Workplace Bullying and Eating Disorders: anything in common?

| April 9, 2013

With office bullying constantly under the microscope, organisational psychologist Leanne Faraday-Brash says it’s time to eradicate the culprits and create a culture of zero tolerance.

I have to confess. Undergraduate psychology at university for me feels like it happened a long time ago. Eating disorders as a subject within psychopathology was very new. But what of its incidence in the population?

We deduced there have probably been some isolated cases through the ages but the pressures of modern life, the obsession with ‘thin’, the global village that brings the Kardashians within a mouse click, have served to create a brutal phenomenon that leaves mostly young women and men ravaged by weight and body obsession. And while females are more likely to starve, binge and purge, males are more likely to overexercise and resort to mass-increasing medications.

And now to a parallel universe. More and more we are hearing about the incidence of bullying. Bullying-related grievances are rising sharply in every year. Children in the school ground utter words of hurt from a very young age effortlessly. Is there more of it or are we more attuned to it and move to diagnose it more readily? There is strong support for the idea than men and women tend to bully differently; men using physical power and intimidation; women more indirectly and passively aggressively, via rumour and innuendo.

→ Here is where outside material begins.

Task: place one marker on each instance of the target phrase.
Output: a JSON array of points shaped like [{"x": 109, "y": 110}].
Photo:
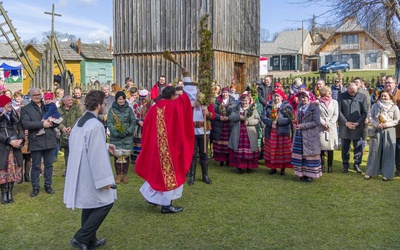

I do believe that the pressures of a modern world, a world of internet and pop culture, with busy parents trying to raise kids in a world where authority is being eroded and fame and attention are acquired in novel ways, have all contributed to the growing prevalence of eating disorders.

This is where the analogy diverges. I believe that bullying is less prevalent than before where employees in years past were sometimes expected to comply with the demands of dogmatic and overzealous managers who never feared recrimination. But our consciousness about its unlawfulness, the damage it causes to people, productivity and to brand, has never been higher.

We must do everything necessary to eradicate bullying at work. For me, this includes letting people go if they threaten safe and supportive culture – even if they’re the best sales people, the clients love them or they are regarded as leading authorities in their area of domain expertise. Just like eating disorders, those bullied at work are ravaged; starved of the nourishment they need and deserve to be happy.

There is plenty of room for mavericks at work, but not those who cause psychological mayhem. We get the culture we deserve. We get the behaviour we’re prepared to tolerate.